O Editor Invisível

[eoi#02] A sedutora ilusão rítmica do design gráfico

Somos bichos visuais. Por mais que, por culpa da má distribuição de qualidade aos animais por Epimeteu, sejamos desafortunados em nossas características físicas; dentre os nossos sentidos, todos meia boca, a visão, se não boa, pelo menos, é a mais aceitável. Porém, por questões evolutivas, a velocidade de reação acabou se tornando mais importante que a precisão, e a nossa capacidade perceptiva ficou cheia de penduricalhos úteis em situações de luta e fuga, mas nem sempre positivos para a percepção detalhada de aspectos mais sutis da realidade.

Mesmo assim, a visão bem confiável. Nossos olhos estão no meio do rosto, mas não totalmente na frente, o que nos dá uma visão periférica razoável e nos habilita como predadores e presas com razoáveis chances de sobrevivência. Não é de espantar o quanto da nossa cultura seja visual. Ver faz parte da nossa continuação como espécie.

Os livros, representantes máximos das nossas ambições civilizatórias, então, são pura imagem. O texto, por mais que se apresente, no ocidente, como uma representação da linguagem oral, é visual; as imagens que ornam o texto ou compõe a proteção do miolo do livro são visuais; a composição do texto com os demais elementos para textuais é visual; tudo no livro é um deleite para os olhos que provoca sensações mil, como num show de ilusionismo em que nós, leitores, somos sujeitos e objetos dessas magias.

Por isso, o cuidado do Design Gráfico, ou seja a escolha e execução dos elementos que ficarão gravados sobre a plataforma de transmissão do conhecimento, desde a tábua, a pedra, e o papel até a tela (digital ou analógica), é só uma: realçar de uma forma não intrusiva as expectativas às quais o texto se propõe a cumprir.
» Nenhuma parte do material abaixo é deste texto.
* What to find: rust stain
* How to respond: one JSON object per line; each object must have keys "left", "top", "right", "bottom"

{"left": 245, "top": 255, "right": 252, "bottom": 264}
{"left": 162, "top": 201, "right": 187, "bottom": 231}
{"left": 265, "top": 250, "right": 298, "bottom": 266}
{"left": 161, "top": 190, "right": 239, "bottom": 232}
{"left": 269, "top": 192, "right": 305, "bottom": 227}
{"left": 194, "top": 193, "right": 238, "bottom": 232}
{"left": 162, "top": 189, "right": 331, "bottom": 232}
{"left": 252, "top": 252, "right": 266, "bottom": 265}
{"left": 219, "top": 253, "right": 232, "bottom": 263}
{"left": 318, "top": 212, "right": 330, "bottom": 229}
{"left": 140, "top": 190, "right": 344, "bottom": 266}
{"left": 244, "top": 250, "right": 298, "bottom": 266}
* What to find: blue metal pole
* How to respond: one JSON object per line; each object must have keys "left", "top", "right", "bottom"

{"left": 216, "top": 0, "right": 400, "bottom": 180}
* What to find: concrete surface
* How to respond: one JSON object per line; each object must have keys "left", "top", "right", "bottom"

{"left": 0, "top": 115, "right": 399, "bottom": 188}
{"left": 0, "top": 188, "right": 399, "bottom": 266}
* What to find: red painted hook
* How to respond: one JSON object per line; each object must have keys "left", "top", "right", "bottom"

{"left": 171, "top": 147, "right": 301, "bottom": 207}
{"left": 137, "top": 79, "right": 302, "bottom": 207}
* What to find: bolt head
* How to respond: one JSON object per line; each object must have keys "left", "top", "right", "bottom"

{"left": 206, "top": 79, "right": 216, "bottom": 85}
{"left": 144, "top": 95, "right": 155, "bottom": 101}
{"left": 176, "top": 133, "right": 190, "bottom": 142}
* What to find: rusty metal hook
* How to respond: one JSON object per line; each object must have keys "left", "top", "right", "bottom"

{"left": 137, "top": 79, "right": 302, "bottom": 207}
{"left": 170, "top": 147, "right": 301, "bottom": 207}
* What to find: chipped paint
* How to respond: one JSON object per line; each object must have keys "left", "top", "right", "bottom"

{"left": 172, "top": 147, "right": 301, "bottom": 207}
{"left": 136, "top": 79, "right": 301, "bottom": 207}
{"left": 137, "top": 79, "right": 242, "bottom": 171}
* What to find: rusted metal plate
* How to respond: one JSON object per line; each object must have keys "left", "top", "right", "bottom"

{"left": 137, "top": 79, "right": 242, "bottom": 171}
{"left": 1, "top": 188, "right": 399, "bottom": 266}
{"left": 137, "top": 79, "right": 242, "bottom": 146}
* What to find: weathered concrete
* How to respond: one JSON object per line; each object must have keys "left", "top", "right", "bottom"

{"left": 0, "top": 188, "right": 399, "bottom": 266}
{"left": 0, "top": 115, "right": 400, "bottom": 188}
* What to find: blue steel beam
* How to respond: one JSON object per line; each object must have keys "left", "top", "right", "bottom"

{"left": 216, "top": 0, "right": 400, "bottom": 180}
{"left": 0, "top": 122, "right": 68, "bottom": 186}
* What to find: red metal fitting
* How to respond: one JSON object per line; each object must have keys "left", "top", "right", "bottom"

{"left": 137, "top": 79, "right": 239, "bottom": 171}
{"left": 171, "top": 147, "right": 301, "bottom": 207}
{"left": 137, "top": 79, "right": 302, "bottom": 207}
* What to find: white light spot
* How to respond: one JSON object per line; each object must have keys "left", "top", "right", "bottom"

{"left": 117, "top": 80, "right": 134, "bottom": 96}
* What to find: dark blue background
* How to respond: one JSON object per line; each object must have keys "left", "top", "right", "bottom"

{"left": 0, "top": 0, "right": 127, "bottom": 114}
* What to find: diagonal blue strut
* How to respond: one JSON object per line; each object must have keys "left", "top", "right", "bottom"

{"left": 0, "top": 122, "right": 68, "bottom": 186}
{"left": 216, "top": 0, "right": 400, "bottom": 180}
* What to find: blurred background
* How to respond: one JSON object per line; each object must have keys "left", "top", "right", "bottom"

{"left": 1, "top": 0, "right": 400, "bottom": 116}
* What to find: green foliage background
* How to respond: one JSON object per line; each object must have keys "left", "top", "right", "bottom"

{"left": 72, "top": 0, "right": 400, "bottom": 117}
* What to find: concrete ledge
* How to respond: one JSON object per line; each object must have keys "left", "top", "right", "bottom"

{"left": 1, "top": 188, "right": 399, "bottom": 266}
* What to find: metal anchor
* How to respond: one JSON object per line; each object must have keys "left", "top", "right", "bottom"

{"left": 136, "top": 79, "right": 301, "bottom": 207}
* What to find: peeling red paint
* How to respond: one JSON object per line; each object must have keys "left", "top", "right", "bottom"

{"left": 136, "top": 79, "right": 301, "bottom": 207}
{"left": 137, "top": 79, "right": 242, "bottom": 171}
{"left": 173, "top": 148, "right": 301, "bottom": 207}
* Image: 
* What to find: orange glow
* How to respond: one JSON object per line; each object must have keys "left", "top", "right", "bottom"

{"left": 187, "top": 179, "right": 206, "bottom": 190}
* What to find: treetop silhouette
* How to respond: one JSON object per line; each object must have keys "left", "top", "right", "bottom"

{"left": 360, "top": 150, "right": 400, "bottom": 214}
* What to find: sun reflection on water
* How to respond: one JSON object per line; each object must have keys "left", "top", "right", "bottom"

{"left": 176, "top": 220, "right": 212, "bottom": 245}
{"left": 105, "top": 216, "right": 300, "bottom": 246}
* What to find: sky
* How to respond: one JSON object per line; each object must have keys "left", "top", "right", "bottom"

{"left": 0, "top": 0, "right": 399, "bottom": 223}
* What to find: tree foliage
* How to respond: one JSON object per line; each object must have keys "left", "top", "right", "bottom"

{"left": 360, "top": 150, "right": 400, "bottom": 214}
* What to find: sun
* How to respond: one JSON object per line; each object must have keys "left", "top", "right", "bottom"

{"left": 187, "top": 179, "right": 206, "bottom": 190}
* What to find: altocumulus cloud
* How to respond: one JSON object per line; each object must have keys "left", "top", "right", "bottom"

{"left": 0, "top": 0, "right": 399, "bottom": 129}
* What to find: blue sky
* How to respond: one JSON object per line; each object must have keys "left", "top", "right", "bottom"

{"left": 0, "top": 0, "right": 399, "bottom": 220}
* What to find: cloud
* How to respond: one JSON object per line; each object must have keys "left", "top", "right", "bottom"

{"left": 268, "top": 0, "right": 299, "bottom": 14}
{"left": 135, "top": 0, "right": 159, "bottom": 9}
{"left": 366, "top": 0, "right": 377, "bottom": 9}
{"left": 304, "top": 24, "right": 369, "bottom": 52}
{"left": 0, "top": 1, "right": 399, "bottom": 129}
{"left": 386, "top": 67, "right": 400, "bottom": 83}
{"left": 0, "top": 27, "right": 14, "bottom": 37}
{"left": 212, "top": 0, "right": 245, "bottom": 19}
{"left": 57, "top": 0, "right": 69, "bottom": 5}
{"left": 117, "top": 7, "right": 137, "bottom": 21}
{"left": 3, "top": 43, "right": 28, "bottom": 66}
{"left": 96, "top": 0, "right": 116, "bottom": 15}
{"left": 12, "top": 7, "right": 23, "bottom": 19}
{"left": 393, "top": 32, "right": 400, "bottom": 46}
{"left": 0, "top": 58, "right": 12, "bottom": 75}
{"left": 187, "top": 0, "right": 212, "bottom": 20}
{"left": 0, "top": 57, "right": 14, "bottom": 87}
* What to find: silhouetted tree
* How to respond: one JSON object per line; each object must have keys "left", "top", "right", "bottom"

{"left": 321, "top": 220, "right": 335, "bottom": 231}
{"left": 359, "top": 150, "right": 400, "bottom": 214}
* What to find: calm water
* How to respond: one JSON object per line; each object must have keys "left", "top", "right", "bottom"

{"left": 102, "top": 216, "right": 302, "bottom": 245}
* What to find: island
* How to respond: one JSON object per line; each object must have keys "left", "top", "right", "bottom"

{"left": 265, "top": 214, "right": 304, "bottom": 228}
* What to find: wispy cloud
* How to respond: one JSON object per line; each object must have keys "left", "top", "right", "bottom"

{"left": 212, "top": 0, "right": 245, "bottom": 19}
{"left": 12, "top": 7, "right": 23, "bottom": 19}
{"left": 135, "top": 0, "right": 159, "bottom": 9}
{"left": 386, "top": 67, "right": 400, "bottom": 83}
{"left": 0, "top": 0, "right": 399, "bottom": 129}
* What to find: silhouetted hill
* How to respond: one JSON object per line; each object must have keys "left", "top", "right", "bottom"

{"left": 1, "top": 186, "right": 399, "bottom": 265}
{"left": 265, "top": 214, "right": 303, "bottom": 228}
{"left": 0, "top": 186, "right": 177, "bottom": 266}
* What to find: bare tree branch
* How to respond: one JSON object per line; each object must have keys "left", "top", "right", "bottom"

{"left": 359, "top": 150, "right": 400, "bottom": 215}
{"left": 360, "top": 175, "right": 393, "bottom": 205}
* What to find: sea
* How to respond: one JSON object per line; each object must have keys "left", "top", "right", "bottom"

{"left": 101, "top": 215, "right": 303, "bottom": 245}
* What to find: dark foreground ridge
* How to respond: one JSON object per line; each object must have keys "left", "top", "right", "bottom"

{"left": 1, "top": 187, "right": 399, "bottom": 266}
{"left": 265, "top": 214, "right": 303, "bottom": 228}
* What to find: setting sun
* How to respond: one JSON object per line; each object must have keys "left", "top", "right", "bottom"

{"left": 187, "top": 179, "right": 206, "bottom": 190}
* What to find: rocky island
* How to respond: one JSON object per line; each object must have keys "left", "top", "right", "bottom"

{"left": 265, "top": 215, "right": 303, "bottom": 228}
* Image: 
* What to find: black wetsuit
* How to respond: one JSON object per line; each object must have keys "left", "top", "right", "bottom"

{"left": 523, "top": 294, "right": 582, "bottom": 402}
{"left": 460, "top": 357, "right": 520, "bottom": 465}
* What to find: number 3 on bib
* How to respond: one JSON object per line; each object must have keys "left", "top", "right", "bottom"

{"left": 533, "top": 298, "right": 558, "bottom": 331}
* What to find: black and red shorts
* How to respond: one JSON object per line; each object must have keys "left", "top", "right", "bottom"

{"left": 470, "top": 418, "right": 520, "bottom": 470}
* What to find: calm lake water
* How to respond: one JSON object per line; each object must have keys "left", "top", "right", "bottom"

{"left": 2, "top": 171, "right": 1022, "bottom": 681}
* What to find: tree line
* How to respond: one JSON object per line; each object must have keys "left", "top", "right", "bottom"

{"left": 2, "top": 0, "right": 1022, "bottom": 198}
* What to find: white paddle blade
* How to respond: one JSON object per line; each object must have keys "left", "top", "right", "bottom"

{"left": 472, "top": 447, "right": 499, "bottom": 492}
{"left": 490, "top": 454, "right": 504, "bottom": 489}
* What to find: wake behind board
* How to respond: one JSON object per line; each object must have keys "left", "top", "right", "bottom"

Como um baterista que serve à música e não a si mesmo, o bom designer é aquele que consegue ser simples e ao mesmo tempo profundo, incrementando o sentido original e criando novas interpretações. Quase como Ringo Starr.

Se bem que um belo projeto gráfico, como um solo de Neil Peart, também pode iniciar o conceito do livro em volta do qual o texto irá se construir.

Minimalista ou virtuoso, para fazer essa mágica, o design gráfico irá precisar se apropriar dos bugs do nosso processo perceptivo, muito bem mapeados pela Gestalt, a fim de provocar sensações ilusórias, mais indissociáveis do que chamamos realidade. Exatamente como as batidas da bateria mudam a frequência do nosso coração e mexem com nossas emoções, tornando o tempo da música o tempo da vida.

Seguindo o exemplo da ficção, que depende a suspensão da descrença para funcionar, o Design Gráfico irá se utilizar das formas usuais, e, muitas vezes, imperfeitas, da nossa percepção para corroborar com a fraude da ficção e, por que não, da não ficção também. Mas na real, nesse mundo de faz de conta, quem pode dizer que o que chamamos de real é realmente real? Com certeza, não o Design Gráfico, mas não há dúvidas que ele pode tornar essa ilusão que vivemos, e que nos contam, mais crível, mais bela e, quando bem afinada, em perfeita sincronia com o texto que a originou ou que dela surgiu.